With our current work and teaching, developing tools and strategies for imagining and prototyping alternative futures has become a key theme. When we teach interaction design at KMD we are less interested in prioritizing the use of digital tools for their own sake, although that is often the expectation students have of what the class will be about. We think the most interesting aspect of interaction design is to analyze, reassemble, and devise new relationships and interactions between humans, living organisms, technologies, and environments. It is the scripting of these interactions where designers can have the most impact. This means dropping the assumption that these interactions necessarily need to be mediated by digital means.

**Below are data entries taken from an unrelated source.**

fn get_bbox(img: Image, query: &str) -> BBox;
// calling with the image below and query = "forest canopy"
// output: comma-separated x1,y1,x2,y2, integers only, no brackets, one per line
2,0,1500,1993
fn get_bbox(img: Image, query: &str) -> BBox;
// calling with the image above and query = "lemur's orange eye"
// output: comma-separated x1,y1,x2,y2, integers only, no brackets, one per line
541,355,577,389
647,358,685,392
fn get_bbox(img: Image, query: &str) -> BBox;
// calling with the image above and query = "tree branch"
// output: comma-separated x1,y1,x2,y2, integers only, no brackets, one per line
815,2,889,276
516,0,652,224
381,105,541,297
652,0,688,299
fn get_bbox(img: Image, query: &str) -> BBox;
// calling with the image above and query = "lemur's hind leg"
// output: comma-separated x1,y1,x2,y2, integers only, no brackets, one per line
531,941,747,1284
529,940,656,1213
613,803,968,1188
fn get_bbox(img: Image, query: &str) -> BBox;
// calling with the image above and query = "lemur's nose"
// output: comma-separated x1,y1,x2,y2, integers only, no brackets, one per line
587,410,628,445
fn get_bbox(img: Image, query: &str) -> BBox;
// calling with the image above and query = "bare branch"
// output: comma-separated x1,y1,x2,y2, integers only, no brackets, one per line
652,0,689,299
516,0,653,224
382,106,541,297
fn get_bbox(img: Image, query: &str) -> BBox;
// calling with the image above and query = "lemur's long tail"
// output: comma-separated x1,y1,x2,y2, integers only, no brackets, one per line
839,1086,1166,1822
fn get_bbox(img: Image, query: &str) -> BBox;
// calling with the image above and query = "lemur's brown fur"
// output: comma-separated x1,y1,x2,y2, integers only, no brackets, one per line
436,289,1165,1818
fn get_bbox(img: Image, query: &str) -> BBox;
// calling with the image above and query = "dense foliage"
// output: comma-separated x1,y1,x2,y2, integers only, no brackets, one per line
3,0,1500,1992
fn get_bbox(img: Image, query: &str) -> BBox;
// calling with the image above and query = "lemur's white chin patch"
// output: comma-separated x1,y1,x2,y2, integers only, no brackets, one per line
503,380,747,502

That is why one of our classes at KMD is called “Designing for Non-Human Clients”: Imagine if cities were built to be welcoming to all humans, but also took into account all of a city’s nonhuman residents. This course requires students to do site visits, and talk to different kinds of experts about both a specific organism and the general biospheric flows of the eco-region we inhabit here in Bergen.
At times the class has focused on food, or on the built environment, but it always asks that the students get to know a plant, animal, or micro-organism. What are its needs and desires? How does it make its way in the world? Take a client out to lunch, and observe how it is tied into the water, nutrient and carbon cycles. Then the students have to make a design proposal that creates new interactions between their chosen client and the ecosystem services that support both it and human life.
We have been inspired by students’ diverse and compelling responses to this design brief over the last few years and it has informed our thinking about our work with the Office of Life + Art. Based on learning from the class, we would love to flip one cliche on its head: we would love to turn STEM into FEAST. There has been a veneration of digital technology and a cult of innovation for more than a generation in academia, economies, and the arts. Designers are not immune to this privileging of STEM, (Science, Technology, Engineering, and Math) and innovation over maintenance. Instead, we would propose a different acronym to guide us, that prioritizes the topics, and the order in which designers might want to investigate the world in the 21stcentury. FEAST (Food, Ecology, Art, Science & Technology Eat well and prosper!